The program estimates the covariance matrix that can be used for PCA.

==== Estimating Individual Allele Frequencies ====

<code>$PCANGSD -beagle $IN_DIR/Demo1input.gz -o $OUT_DIR/Demo1PCANGSD</code>

Plot the results in R

<pre>
#open R
pop<-read.table("pop.info")
C <- as.matrix(read.table("Demo1PCANGSD.cov"))
e <- eigen(C)

pdf("PCAngsd1.pdf")
plot(e$vectors[,1:2],col=pop[,1],xlab="PC1",ylab="PC2", main="individual allele frequency")
legend("top",fill=1:5,levels(pop[,1]))
dev.off()
## close R
</pre>

To view the plot, type:

<code>evince PCAngsd1.pdf</code>

==== Without Estimating Individual Allele Frequencies ====

Try the same analysis but without estimating individual allele frequencies.
This is the same as using the first iteration of the algorithm.

<code>$PCANGSD -beagle $IN_DIR/Demo1input.gz -o $OUT_DIR/Demo2PCANGSD -iter 0</code>

Plot the results in R

<pre>
#open R
pop<-read.table("pop.info")
C <- as.matrix(read.table("Demo2PCANGSD.cov"))
e <- eigen(C)

pdf("PCAngsd2.pdf")
plot(e$vectors[,1:2],col=pop[,1],xlab="PC1",ylab="PC2",main="joint allele frequency")
legend("top",fill=1:5,levels(pop[,1]))
dev.off()
## close R
</pre>

To view the plot, type:

<code>evince PCAngsd2.pdf</code>

==== Admixture based on 1st two PC ====
Let's try to use the PCA to infer admixture proportions based on the first 2 principal components. For the optimization we will use a small penalty on the admixture proportions (alpha).

<code>$PCANGSD -beagle $IN_DIR/Demo1input.gz -o $OUT_DIR/Demo3PCANGSD -admix -admix_alpha 50</code>

Plot the results in R

<pre>
#open R
pop<-read.table("pop.info",as.is=T)

###########CHECK NAME OF FILE###################
q<-read.table("Demo3PCANGSD.K3.a50.0.qopt")

## order according to population
ord<-order(pop[,1])
barplot(t(q)[,ord],col=2:10,space=0,border=NA,xlab="Individuals",ylab="Admixture proportions")
text(tapply(1:nrow(pop),pop[ord,1],mean),-0.05,unique(pop[ord,1]),xpd=T)
abline(v=cumsum(sapply(unique(pop[ord,1]),function(x){sum(pop[ord,1]==x)})),col=1,lwd=1.2)

## close R
</pre>

==== Inbreeding in the admixed individuals ====
Inbreeding in admixed samples is usually not possible to estimate using standard approaches.
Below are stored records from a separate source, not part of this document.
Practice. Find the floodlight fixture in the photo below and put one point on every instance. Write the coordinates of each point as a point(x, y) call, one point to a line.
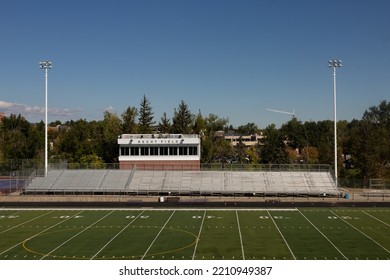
point(46, 65)
point(335, 63)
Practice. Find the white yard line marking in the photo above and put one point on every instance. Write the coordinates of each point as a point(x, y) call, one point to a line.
point(74, 236)
point(158, 234)
point(281, 234)
point(39, 233)
point(239, 231)
point(112, 239)
point(324, 235)
point(376, 218)
point(197, 239)
point(361, 232)
point(25, 222)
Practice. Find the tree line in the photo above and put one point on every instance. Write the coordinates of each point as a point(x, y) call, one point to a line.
point(363, 145)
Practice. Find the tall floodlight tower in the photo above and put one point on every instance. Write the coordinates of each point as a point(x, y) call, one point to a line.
point(46, 65)
point(335, 63)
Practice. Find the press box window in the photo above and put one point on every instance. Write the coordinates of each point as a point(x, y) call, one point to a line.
point(144, 151)
point(193, 151)
point(134, 151)
point(173, 151)
point(154, 151)
point(183, 151)
point(163, 151)
point(125, 151)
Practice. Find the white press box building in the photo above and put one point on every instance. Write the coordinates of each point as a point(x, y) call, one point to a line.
point(159, 151)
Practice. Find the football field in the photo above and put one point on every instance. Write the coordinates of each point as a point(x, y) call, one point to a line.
point(195, 234)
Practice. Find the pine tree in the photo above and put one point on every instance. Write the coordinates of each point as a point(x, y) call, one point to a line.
point(165, 124)
point(145, 118)
point(182, 119)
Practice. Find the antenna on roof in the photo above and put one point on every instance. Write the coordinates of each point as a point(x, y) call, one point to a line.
point(283, 112)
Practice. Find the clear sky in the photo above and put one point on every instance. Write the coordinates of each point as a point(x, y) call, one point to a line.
point(233, 58)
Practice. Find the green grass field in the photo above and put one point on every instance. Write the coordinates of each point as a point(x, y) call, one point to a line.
point(112, 234)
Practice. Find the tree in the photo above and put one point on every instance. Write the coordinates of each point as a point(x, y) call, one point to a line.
point(165, 124)
point(370, 147)
point(295, 134)
point(145, 118)
point(111, 128)
point(182, 119)
point(274, 150)
point(129, 124)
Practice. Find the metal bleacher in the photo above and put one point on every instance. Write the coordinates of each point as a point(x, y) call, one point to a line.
point(201, 182)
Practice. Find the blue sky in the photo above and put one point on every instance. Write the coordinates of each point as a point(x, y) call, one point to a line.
point(231, 58)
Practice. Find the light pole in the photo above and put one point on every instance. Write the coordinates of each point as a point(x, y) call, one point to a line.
point(45, 65)
point(335, 63)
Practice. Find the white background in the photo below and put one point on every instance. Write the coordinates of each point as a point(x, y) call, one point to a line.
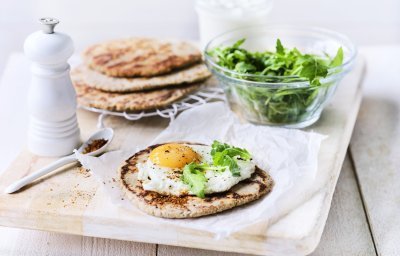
point(367, 22)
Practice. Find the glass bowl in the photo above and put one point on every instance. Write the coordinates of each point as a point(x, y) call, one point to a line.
point(281, 100)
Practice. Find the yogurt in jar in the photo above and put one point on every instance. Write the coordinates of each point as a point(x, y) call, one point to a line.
point(219, 16)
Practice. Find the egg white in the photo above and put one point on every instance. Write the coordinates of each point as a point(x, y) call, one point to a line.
point(168, 181)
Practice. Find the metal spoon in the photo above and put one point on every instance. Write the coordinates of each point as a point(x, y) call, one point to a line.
point(106, 133)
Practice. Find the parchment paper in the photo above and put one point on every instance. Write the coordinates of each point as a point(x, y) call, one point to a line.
point(290, 156)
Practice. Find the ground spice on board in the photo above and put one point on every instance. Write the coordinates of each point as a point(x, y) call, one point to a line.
point(94, 145)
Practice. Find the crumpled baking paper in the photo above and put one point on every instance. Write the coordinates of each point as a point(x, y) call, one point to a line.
point(290, 156)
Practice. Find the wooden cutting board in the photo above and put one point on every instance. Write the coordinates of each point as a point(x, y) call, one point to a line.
point(71, 200)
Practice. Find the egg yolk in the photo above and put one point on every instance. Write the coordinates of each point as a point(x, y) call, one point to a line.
point(173, 155)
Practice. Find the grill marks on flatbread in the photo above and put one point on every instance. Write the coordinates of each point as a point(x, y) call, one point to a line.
point(130, 102)
point(259, 184)
point(140, 56)
point(97, 80)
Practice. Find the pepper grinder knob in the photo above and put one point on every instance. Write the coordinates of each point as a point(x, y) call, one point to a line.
point(48, 24)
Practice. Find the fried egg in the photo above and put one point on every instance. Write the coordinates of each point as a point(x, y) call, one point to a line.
point(163, 170)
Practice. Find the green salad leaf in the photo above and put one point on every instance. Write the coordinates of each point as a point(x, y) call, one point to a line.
point(282, 104)
point(194, 176)
point(224, 156)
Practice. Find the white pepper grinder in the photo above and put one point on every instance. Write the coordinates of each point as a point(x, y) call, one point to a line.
point(53, 127)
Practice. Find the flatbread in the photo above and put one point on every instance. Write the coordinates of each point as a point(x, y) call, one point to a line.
point(140, 56)
point(95, 79)
point(131, 102)
point(153, 203)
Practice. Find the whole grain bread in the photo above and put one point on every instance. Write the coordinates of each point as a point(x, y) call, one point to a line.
point(140, 56)
point(97, 80)
point(133, 101)
point(188, 206)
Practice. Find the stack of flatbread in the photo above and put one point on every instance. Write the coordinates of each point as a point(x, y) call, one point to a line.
point(138, 74)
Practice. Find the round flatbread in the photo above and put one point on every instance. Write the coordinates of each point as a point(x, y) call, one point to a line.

Let's try to estimate the inbreeding coefficient of the samples using the average allele frequency.

<code>$PCANGSD -beagle $IN_DIR/Demo1input.gz -o $OUT_DIR/Demo3PCANGSD -inbreed 2 -iter 0</code>

Join names and results, sort the values and look at the results

<code>paste pop.info Demo3PCANGSD.inbreed | LC_ALL=C sort -k3g</code>

The third column is an estimate of the inbreeding coefficient (allowing for negative)

==== Inbreeding with individual allele frequencies ====

Now let's try to estimate the inbreeding coefficient of the samples by using the individual allele frequencies predicted by the PCA

<code>$PCANGSD -beagle $IN_DIR/Demo1input.gz -o $OUT_DIR/Demo4PCANGSD -inbreed 2 </code>

Join names and results, sort the values and look at the results
<code>paste pop.info Demo4PCANGSD.inbreed | LC_ALL=C sort -k3g</code>

=== Demo 2: Selection ===

For very resent selection we can look within closely related individuals for example within Europeans.

The objective is to use PCangsd to estimate the covariance matrix while jointly estimating the individuals allele frequencies.

Data file:

*Genotype likelihoods in Beagle format
*~150k random SNPs with maf > 5%
*Four EU populations with ~100 individuals in each

:<table class="muse-table" border="2" cellpadding="5">
<tr>
<td>CEU</td>
<td>European (mostly British)</td>
</tr>
<tr>
<td>GBR</td>
<td>Great Britain</td>
</tr>
<tr>
<td>IBS</td>
<td>Iberian/Spain</td>
</tr>
<tr>
<td>TSI</td>
<td>Italien</td>
</tr>
:</table>

==== Download the beagle genotype likelihood input file ====

There is a file with the positions and sample information.
(cp $ThePath/PCangsd/data/eu1000g.sample.Info)

And a beagle file (EU1000=$ThePath/PCangsd/data/eu1000g.small.beagle.gz)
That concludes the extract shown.